So my dad’s turning 80 in less than two months.
That number—80—is kind of freaking me out a bit; it isn’t exactly young. Both of his parents died well before they turned 80, and while Papa isn’t the oldest of the 8 kids in his family, he’s the oldest one still living. And none made it to 80.
Maybe that’s why I’m kind of freaking out.
I wonder how he’s feeling about it.
I’m an awful daughter. I hate listening to him complain. And that’s all he ever really does.
He moved into a retirement community a couple years ago. It’s his own little apartment so he can come and go as he pleases but only old folk over 65 are allowed to occupy the apartments. Breakfast and dinner is provided every day in the community “restaurant”—all included in the cost of rent. And he had to sign over most of his savings to move in.
It’s an old folks home, let’s be real here: my dad lives in an old folks home and he hates it.
But he kind of has no choice. He’s been alone since he and my mom separated over 30 years ago. He never dated anyone so obviously he never remarried or anything. He’s a lonely old man.
And I never visit enough.
I hate that he has to be in this old folks home, yet I’m glad he’s there. Ideally he’d live with me and my little family in an in-law apartment. But we don’t live in a place that offers such a thing and frankly, I’m kind of glad about this.

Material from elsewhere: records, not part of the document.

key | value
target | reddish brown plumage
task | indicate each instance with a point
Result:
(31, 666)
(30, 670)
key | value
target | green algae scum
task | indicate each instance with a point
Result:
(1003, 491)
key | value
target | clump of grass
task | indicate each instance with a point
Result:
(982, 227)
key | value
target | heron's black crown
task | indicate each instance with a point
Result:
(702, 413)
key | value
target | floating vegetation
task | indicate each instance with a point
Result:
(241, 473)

I have a three year old that I have to take care of; I just can’t take care of an 80 year old, too.
I’m horrible. A horrible daughter.
After my parents’ split, both my siblings wanted nothing to do with Papa. I was the youngest and I only wanted one thing: for my family to just be a family. I spent every weekend with Papa that I could until my 20s. I answered all of his questions. I kept all of his secrets.
I now realize that he went a little crazy back then. I found out years after the fact that he actually committed himself into a hospital for a while. He was extremely depressed, he claims. I also learned that he had a gun on him during that time. And of course there was the private detective that was following my mom around for a while.

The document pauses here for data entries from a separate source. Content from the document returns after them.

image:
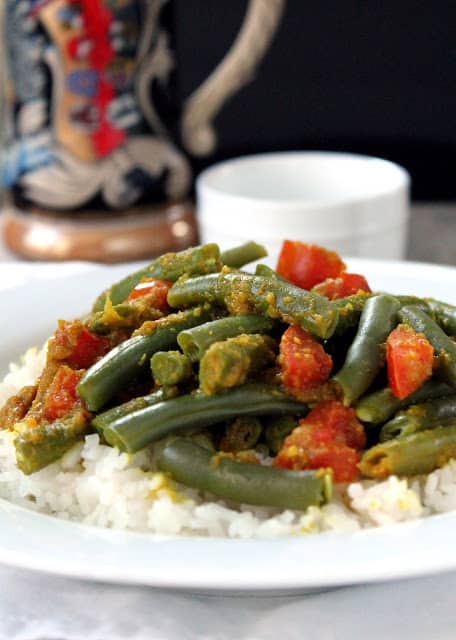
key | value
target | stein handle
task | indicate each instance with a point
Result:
(231, 74)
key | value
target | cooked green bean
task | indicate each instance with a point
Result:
(418, 453)
(419, 417)
(350, 309)
(444, 314)
(239, 256)
(169, 266)
(188, 292)
(244, 294)
(365, 356)
(230, 362)
(241, 434)
(444, 347)
(118, 367)
(122, 316)
(243, 482)
(276, 429)
(381, 405)
(194, 342)
(267, 272)
(139, 429)
(100, 421)
(275, 298)
(170, 368)
(38, 447)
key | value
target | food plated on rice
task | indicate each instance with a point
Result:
(200, 398)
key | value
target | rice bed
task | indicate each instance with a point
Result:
(96, 485)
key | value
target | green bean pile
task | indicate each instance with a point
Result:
(202, 380)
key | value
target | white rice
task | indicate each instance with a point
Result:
(96, 485)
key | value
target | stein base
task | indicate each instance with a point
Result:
(136, 234)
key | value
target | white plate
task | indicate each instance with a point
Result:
(34, 297)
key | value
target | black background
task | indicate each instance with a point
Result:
(375, 77)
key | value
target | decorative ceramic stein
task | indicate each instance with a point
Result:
(89, 138)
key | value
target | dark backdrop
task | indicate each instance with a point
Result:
(372, 76)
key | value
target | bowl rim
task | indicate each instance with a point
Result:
(206, 176)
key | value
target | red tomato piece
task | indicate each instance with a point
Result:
(329, 436)
(88, 348)
(409, 359)
(61, 396)
(156, 290)
(346, 284)
(76, 345)
(303, 361)
(305, 265)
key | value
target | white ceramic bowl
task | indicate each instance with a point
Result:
(354, 204)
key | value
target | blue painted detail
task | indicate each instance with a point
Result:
(83, 83)
(25, 156)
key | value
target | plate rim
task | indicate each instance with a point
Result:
(199, 578)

It didn’t matter what Papa did though, I couldn’t turn my back on him. Just like it didn’t matter that Mama turned into a drunk bar/man-hopping vixen.
I still can’t turn my back on them. Neither one of them.
And now Papa is turning 80 (Mama will be only 66).
I’ve got to do something for him. Something more than just wishing him a happy birthday. Something that involves people coming to celebrate. A party of sorts. But where? And how do I pay for it? And will it be enough?